I’m going to be very upfront and tell you that I have no idea what the answers are to the questions that I just posed. I mean, these books are basically written in a different form of English, but I do have a couple guesses as to why these pieces of literature seem to pop up in high schools all across the country.
The answer to the first question is simple in my opinion. Why have these books survived so long? I think it comes right in the name: classic. The books are all set in times that are obviously not present day, but the themes and ideas always seem to cross over to our lives now. For example, To Kill A Mockingbird follows young Scout through her childhood as she realizes that some people are not who they seem to be. Whether you’re eighty years old or ten, you can relate to the “don’t judge a book by its cover” theme. Of Mice and Men taught us that the greatest acts of friendship are often the hardest, and The Great Gatsby reiterated that all is fair in love and war. Even A Tale of Two Cities, which is barely written in the English we speak today might I add, depicts the strength of love when Sydney Carton gives his life for his beloved Lucy.

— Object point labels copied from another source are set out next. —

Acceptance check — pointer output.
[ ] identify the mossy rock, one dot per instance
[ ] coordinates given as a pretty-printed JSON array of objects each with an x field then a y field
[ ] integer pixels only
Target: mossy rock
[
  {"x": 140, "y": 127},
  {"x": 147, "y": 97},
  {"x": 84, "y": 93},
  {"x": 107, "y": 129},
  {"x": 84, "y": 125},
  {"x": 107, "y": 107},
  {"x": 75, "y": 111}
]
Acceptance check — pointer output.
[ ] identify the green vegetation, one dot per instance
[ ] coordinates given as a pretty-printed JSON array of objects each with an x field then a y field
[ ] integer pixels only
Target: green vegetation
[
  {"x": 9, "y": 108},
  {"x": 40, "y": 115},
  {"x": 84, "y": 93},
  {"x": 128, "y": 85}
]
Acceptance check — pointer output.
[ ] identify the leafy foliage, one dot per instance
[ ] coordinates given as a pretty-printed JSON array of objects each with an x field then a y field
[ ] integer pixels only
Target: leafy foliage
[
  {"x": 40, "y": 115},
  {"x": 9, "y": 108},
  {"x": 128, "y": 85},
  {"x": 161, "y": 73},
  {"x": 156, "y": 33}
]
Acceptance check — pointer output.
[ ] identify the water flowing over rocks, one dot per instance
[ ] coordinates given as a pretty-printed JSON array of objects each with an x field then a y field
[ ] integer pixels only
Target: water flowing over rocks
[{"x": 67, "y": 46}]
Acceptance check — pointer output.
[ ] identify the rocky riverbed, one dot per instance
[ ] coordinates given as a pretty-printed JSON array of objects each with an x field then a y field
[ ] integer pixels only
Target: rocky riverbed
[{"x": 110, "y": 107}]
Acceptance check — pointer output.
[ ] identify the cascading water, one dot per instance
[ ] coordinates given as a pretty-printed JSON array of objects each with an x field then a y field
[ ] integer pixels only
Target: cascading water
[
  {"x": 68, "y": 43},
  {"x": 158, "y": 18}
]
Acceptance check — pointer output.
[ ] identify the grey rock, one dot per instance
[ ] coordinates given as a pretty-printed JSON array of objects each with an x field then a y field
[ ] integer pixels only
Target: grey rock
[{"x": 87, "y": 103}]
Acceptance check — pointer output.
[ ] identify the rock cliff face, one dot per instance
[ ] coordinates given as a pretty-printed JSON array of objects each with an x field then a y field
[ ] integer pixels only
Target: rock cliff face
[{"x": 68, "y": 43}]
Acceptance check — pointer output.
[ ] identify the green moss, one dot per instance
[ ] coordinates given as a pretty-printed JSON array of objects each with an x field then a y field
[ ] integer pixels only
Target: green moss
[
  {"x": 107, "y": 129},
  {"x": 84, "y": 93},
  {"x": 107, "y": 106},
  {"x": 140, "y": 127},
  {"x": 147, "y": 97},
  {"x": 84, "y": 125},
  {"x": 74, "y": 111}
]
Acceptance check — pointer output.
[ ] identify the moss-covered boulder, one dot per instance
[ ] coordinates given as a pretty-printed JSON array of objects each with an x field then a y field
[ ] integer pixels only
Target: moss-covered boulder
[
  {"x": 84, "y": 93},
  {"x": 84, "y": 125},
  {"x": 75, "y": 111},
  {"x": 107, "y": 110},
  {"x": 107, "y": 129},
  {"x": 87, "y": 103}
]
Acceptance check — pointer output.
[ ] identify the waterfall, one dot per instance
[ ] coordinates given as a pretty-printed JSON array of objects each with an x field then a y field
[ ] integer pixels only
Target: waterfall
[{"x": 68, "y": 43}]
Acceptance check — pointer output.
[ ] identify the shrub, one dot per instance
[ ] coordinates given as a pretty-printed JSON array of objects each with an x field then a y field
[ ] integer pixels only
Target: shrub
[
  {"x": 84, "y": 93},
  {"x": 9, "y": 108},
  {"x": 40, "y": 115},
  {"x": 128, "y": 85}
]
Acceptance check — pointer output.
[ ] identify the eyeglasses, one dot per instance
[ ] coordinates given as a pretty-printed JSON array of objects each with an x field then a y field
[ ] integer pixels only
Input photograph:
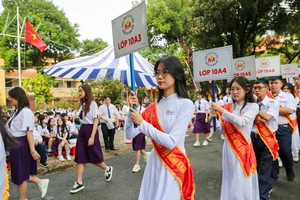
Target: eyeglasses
[
  {"x": 163, "y": 73},
  {"x": 258, "y": 88}
]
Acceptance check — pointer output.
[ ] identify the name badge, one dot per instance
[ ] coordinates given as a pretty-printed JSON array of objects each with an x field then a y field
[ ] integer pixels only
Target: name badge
[{"x": 170, "y": 112}]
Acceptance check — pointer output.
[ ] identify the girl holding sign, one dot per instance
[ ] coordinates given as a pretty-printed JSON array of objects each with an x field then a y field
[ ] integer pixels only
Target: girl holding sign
[
  {"x": 168, "y": 173},
  {"x": 239, "y": 179}
]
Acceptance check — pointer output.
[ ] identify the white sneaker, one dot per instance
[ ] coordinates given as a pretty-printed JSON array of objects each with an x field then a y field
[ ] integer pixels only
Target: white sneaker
[
  {"x": 136, "y": 169},
  {"x": 69, "y": 157},
  {"x": 61, "y": 158},
  {"x": 43, "y": 186},
  {"x": 222, "y": 137},
  {"x": 146, "y": 156},
  {"x": 295, "y": 158},
  {"x": 279, "y": 162},
  {"x": 197, "y": 144}
]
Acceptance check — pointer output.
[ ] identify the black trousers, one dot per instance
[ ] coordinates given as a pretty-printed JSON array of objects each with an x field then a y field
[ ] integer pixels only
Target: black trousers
[
  {"x": 284, "y": 138},
  {"x": 41, "y": 149},
  {"x": 264, "y": 161},
  {"x": 108, "y": 136}
]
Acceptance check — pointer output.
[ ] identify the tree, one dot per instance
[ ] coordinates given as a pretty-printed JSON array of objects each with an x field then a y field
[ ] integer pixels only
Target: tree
[
  {"x": 40, "y": 86},
  {"x": 204, "y": 24},
  {"x": 105, "y": 87},
  {"x": 54, "y": 28},
  {"x": 90, "y": 47}
]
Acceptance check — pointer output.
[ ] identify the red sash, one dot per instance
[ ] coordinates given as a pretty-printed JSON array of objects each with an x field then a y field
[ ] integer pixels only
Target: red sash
[
  {"x": 174, "y": 160},
  {"x": 291, "y": 122},
  {"x": 267, "y": 136},
  {"x": 239, "y": 144}
]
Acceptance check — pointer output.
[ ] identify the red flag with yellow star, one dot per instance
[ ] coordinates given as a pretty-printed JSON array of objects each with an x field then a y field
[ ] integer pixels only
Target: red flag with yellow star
[{"x": 33, "y": 38}]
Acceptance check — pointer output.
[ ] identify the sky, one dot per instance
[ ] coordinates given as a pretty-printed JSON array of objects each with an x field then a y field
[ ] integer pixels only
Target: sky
[{"x": 93, "y": 16}]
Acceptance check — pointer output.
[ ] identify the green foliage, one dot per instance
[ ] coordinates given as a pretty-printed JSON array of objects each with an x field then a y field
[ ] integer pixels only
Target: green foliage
[
  {"x": 90, "y": 47},
  {"x": 40, "y": 85},
  {"x": 105, "y": 87},
  {"x": 54, "y": 29}
]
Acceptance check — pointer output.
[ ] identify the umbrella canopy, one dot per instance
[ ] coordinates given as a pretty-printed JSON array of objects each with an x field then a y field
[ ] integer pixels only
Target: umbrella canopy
[{"x": 104, "y": 65}]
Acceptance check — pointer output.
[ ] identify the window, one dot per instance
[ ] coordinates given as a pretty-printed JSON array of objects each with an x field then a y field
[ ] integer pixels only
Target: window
[
  {"x": 8, "y": 82},
  {"x": 69, "y": 84}
]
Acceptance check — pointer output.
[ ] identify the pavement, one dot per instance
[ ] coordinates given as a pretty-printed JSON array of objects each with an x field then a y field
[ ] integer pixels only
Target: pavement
[{"x": 125, "y": 185}]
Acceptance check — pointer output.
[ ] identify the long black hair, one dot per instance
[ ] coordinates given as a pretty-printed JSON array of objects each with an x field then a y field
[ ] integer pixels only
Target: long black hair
[
  {"x": 8, "y": 140},
  {"x": 290, "y": 87},
  {"x": 19, "y": 94},
  {"x": 174, "y": 66},
  {"x": 245, "y": 84}
]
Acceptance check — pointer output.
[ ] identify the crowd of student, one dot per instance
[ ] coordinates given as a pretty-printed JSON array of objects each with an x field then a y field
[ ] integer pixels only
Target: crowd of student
[{"x": 258, "y": 122}]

The second question is a bit trickier. Honestly, there are a lot of books out there that are not considered classics, but they have universal themes like I talked about earlier. So, why these particular books? What makes them so special? I don’t think I have a complete answer for this one. Some of the “classics” that I have read have been awful, and I can’t think of one special thing about them. Yet, others have left me with a bigger picture. I think that reading is a very subjective thing to start with, so if someone important decides that a book is worth reading, then it must be worth reading. Maybe a guideline for classics is that they’re not supposed to make a ton of sense. Maybe in the in criteria it says “must be utterly confusing” or “must make you sleepy.” Of course, there are some classics like To Kill A Mockingbird that I actually enjoyed, so maybe the guidelines don’t say that. Maybe instead, we cling to books that have been around forever simply because we know that everyone has read them. Most everyone has an opinion on the work, so it makes discussing and analyzing easier.

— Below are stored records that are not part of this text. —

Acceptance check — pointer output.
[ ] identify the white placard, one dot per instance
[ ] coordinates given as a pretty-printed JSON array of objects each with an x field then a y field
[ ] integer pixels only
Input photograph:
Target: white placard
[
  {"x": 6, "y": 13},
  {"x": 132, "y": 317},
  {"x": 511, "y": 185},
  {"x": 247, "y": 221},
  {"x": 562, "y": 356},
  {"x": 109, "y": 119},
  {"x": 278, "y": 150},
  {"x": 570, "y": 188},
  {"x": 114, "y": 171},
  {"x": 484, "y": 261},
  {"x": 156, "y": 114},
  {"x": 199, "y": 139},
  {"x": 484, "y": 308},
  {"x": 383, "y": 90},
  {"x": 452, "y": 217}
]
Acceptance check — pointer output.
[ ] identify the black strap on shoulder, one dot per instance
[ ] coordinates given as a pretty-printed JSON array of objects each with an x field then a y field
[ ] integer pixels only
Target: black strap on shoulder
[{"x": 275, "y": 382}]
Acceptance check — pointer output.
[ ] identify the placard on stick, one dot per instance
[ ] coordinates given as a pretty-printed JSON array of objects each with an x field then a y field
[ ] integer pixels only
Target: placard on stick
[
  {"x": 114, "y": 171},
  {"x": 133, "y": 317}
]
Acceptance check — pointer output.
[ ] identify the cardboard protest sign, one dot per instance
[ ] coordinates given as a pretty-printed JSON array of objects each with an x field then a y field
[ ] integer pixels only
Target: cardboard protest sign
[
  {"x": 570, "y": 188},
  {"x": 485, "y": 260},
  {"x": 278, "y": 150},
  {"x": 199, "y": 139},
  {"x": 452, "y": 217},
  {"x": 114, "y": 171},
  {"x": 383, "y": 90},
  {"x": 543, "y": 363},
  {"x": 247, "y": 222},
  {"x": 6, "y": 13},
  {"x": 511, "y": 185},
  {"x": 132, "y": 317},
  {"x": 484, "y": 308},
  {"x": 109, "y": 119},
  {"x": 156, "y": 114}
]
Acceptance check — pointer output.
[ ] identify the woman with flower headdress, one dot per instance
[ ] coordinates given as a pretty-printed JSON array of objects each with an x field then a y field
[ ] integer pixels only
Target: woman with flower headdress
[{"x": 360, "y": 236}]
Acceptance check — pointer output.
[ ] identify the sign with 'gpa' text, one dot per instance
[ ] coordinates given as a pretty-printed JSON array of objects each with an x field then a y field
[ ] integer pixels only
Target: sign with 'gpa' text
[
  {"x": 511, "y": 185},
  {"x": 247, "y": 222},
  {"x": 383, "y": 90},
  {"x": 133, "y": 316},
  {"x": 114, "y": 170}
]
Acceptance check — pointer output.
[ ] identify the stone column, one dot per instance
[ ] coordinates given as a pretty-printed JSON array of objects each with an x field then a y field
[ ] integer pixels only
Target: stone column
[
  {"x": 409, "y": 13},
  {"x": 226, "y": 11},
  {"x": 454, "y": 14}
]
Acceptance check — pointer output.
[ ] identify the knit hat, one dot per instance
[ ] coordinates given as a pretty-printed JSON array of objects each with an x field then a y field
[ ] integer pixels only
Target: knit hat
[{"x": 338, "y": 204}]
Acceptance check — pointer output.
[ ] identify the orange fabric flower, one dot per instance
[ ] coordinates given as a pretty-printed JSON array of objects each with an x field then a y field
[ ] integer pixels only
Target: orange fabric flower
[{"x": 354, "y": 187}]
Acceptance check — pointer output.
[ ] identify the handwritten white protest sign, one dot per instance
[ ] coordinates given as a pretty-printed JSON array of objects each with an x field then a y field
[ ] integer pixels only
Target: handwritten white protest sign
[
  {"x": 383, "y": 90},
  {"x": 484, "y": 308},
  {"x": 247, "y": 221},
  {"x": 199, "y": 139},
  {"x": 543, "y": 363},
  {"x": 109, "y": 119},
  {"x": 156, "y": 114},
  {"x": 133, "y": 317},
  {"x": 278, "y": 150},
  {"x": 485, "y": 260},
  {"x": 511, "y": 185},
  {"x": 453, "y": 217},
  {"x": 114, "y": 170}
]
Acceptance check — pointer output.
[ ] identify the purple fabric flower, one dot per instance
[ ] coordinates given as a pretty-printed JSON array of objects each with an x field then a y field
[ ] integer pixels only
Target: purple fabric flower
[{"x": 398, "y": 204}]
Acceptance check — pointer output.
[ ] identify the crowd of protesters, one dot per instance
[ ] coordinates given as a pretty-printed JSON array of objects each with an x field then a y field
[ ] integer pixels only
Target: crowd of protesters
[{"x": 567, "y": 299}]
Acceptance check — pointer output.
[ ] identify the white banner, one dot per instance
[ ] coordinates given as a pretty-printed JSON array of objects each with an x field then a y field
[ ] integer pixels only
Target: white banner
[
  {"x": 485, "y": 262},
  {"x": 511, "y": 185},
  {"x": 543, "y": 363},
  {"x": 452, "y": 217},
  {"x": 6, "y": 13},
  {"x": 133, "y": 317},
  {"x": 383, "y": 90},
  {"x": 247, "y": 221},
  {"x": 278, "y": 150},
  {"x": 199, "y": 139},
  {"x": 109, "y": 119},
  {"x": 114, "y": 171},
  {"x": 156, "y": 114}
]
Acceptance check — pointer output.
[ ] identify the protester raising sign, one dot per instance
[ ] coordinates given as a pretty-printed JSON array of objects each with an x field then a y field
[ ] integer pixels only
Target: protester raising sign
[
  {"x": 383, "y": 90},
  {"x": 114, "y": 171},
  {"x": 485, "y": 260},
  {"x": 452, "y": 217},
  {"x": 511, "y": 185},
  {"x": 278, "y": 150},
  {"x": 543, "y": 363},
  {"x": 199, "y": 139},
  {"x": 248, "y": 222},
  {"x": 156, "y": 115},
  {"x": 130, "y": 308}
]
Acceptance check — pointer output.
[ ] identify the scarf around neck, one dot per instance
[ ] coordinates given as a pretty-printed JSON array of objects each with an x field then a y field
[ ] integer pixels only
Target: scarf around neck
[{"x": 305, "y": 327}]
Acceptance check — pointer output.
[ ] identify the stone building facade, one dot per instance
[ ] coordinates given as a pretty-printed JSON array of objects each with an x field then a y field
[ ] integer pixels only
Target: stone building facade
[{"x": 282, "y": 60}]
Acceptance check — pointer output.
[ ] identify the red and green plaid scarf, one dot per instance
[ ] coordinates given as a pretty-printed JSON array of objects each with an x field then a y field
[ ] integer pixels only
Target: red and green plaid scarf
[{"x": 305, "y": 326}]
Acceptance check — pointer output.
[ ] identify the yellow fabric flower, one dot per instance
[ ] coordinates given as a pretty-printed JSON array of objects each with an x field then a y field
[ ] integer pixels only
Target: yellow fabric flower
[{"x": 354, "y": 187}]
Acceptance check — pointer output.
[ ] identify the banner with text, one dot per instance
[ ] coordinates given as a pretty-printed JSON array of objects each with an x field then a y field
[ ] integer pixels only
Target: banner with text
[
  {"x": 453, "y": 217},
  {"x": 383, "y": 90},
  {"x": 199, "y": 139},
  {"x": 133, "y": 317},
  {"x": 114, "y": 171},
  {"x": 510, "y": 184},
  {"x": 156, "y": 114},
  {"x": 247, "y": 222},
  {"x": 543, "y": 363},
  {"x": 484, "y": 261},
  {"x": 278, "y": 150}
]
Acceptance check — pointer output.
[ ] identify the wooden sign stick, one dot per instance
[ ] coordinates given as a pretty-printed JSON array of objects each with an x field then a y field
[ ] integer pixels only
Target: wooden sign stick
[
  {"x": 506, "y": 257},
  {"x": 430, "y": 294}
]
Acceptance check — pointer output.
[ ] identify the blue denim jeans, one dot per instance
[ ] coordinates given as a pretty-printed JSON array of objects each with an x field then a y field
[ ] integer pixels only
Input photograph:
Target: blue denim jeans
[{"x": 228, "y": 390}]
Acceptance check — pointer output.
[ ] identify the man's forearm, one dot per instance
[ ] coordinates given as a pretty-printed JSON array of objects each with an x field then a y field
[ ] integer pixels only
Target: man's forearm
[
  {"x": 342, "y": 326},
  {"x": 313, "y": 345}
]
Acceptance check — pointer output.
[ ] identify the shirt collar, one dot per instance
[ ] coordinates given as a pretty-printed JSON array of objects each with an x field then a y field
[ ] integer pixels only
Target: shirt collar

The last question is most definitely my favorite because I think it combines the first two: why on Earth are high school students, of all people, expected to enjoy them? To me, this question is the most dumbfounding. Let’s be real: high school students often do not appreciate things like classics. At this point in time, we’re stuck to cell phones, but in all time periods, teens just want to have trendy fun, not read a dusty book. Very few people my age read books like Of Mice and Men on their own. Yet, I think I know the answer to my question. High school students have a necessity to learn and expand themselves so they don’t turn out to be horrible adults. If we read books that have universal themes and make us think (because they’re so darn confusing), then we’re learning. And, if we’re learning, we’re becoming more well-rounded people. Now of course, that doesn’t mean that once you read a classic, you are set for life, but I think that each classic can give one insight into a big life issue.
Still, I can’t say that I have personally enjoyed most of the “classic” novels that I’ve read throughout my first half of high school, but I can say that even as I wrote this post, I realized that maybe these books that we all seem to dread have a purpose. Happy kommenting :)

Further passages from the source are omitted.